The Mongolian-born, Berlin-based pianist, composer, conductor and arranger Shuteen Erdenebaatar deals in threes: three albums, three compositional pillars, three celestial symbols woven into the mythology of her homeland. It’s a pattern that runs through her work like a golden thread, and one that has propelled her to the forefront of the European jazz scene with remarkable speed.
Her award-winning debut album, the quartet project Rising Sun (2023), ushered her onto the world stage. Under the Same Stars (2025), the second volume in her trilogy for Motéma Music, featured her evocative piano alongside Nils Kugelmann's contra-alto clarinet and upright bass. Due for release in 2027, her chamber jazz orchestra recording Beyond The Moon will complete the trilogy, three albums inspired by Mongolian celestial mythology.
The journey began in her hometown of Ulaanbaatar, the Mongolian capital. Classically trained from age 6 to 20, Erdenebaatar earned her degree in classical composition in 2020, then left her homeland to pursue jazz at the Musikhochschule in Munich, earning double master's degrees in jazz piano and jazz composition. From there, Berlin beckoned, but it was her time at the Musikhochschule which proved a pivotal point.
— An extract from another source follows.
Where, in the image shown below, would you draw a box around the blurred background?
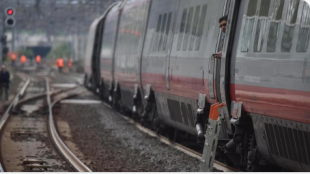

After 14 years of rigorous classical training, one recording cracked everything open.
"It all started with a recording by Brad Mehldau," she tells me, "the 10 Years Solo Live album. Until that moment, piano playing for me was classical pieces which were all written out. I didn't know such a thing as improvising. That particular record was very eye-opening for me, seeing how he unites genres – he plays music by Radiohead, but he also plays music by Brahms and Bach, and jazz standards. When I started Jazz Studies in Munich I tried to listen to everything I could, from the Bud Powell/Thelonious Monk era to modern stuff like Tigran Hamasyan and Aaron Parks."
Mirroring the trilogy of releases, the foundation of Erdenebaatar's compositional voice reflects its own power of three: melody, traditional music, and landscape. Melody comes first and always has. One of the standouts on the debut album is the gorgeous title track, based on the traditional Mongolian song ‘Mandakh Nar’, originally in 4/4 which Erdenebaatar recasts in a seductive 7/4 groove.
"It's a traditional Mongolian song which has been guiding me since I was very little – one of the first songs I learned to sing in kindergarten. I really loved the melody. It's about a woman who waits every day, when the sun rises, for her husband to come home from war. I didn't understand its bittersweet lyrics at the time. That's something I cherish a lot in traditional Mongolian music: it's all about melody, and that's also my approach to the music. There are three different things which, for me, make good music – harmony, rhythm and melody. And, for me, melody is on top of everything else."
The primacy of melody was further shaped by another childhood influence – thanks to her father being an opera director, she spent most of her early years at the opera house, absorbing some of the most memorable melodies in the classical canon, from Mozart’s The Magic Flute to Puccini’s La bohème, all translated and sung in Mongolian.
Then there’s landscape. Located between Russia to the north and China to the south, landlocked Mongolia has a land area roughly equivalent to the combined countries of western and central Europe – vast and elemental. "The Mongolian landscape is very wide – not in the city where I grew up, but the countryside – and you feel so free. The picture of that landscape in Mongolia also plays, at least mentally, a role in my music."